With his head, which was now at about handle height, Sam pushed open the nearest half-closed door, behind which he could hear the hum of voices. The door did not really open properly and when he stuck his head fully into the room he saw why: it was completely packed, with people sitting on the bed and on almost every inch of carpet. A fog of cigarette smoke hung at Sam's eye level, and he shook his head again, involuntarily, and snorted. Over on the bed was Gemma. She was right in the centre of it, cross-legged, and her eyes were wide and black and she was deep in conversation with a boy.

Sam tried to catch her eye, but she didn't seem to notice him. No one did. He took a step into the room, forcing his hard, trembling hoof out towards a small square of carpet, there between the thighs of two sitting, cross-legged people. Then he took another step, lumbering and precarious, his other hoof pressing gingerly against a girl's fingers before she quickly whipped them away.

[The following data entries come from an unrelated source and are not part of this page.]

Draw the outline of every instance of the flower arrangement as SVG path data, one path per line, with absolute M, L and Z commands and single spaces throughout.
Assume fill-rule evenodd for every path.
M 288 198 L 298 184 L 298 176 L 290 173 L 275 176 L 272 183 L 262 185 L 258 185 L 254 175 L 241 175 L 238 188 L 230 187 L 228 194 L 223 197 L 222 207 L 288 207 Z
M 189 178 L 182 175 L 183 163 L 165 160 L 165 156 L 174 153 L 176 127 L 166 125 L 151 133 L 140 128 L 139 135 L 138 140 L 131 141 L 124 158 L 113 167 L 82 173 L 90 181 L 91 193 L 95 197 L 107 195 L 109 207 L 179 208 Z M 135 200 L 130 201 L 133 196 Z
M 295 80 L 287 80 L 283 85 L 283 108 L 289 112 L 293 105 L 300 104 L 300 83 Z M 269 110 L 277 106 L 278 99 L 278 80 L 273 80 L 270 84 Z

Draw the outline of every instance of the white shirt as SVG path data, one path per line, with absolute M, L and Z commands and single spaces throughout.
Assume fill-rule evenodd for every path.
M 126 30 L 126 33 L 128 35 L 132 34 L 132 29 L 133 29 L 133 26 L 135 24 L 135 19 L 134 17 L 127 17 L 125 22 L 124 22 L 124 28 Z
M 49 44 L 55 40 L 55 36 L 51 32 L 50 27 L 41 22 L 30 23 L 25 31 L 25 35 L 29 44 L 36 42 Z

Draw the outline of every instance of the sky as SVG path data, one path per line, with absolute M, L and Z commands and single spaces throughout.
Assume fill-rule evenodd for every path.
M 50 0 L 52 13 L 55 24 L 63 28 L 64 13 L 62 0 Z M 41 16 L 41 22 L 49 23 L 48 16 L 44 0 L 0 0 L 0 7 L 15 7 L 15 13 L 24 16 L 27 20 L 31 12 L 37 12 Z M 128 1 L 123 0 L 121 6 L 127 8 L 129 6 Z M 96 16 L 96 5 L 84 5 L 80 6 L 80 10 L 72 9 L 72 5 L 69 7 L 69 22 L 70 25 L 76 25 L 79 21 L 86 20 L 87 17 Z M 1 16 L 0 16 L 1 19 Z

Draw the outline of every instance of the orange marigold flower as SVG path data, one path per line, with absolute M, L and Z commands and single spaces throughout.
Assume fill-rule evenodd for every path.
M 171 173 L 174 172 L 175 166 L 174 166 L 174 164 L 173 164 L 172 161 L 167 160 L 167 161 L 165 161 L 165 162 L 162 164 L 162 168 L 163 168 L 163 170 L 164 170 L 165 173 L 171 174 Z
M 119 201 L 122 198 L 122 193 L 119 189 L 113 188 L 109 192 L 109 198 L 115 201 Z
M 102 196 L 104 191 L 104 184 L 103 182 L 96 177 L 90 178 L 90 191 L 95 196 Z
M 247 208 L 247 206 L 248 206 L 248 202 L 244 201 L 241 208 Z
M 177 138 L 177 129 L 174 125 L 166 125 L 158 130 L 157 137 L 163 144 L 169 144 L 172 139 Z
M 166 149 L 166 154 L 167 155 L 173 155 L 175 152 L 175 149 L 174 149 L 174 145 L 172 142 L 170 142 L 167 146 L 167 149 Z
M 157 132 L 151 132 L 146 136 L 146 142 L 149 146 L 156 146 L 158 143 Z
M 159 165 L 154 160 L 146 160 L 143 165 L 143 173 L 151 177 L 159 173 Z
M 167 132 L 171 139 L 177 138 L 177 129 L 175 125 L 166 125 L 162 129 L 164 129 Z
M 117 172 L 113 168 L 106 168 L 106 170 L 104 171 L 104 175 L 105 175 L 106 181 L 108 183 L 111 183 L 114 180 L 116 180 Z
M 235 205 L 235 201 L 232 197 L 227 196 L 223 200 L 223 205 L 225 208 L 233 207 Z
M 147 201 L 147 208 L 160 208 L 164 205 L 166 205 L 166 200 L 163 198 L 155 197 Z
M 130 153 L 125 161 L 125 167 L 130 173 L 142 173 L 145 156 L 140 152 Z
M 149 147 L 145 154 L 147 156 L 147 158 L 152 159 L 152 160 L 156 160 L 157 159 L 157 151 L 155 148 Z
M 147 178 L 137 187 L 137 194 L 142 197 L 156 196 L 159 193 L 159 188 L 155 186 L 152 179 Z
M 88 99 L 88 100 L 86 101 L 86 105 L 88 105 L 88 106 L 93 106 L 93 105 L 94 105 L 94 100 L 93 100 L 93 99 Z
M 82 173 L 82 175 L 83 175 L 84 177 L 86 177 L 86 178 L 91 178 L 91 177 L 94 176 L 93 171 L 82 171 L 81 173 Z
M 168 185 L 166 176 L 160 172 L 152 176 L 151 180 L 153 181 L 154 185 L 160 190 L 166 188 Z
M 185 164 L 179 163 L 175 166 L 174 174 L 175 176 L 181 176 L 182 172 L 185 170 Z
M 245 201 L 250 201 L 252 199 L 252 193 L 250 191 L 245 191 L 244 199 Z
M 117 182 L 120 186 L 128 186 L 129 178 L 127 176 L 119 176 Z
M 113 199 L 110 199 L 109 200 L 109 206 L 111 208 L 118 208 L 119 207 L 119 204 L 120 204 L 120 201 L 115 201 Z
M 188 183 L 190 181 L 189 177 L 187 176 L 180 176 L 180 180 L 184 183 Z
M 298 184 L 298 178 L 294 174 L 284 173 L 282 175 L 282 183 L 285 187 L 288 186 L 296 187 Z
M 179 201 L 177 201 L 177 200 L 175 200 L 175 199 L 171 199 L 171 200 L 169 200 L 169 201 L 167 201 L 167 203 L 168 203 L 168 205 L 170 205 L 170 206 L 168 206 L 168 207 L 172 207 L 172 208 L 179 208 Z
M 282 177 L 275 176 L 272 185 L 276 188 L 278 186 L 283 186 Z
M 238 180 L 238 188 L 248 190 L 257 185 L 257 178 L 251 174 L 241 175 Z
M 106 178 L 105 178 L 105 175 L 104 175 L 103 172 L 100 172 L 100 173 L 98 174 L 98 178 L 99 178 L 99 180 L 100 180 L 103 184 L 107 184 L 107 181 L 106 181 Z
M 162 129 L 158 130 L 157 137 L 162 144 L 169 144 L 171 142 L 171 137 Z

'Sorry,' Sam tried to say, but it came out instead as a low whinny.

He took a third step into the room, then a fourth.

And then he just stood there, marooned, his eyes streaming from the smoke. He looked behind him the doorway, which now seemed kind of impossible to get back to. He looked again at Gemma, her pupils so dilated that her eyes were like cartoon eyes, her hands resting in the lap of the boy she was talking to. Sam tried to identify a gap to sit down in but there were no gaps and anyway, he did not quite know how to sit down anymore, even if he found one.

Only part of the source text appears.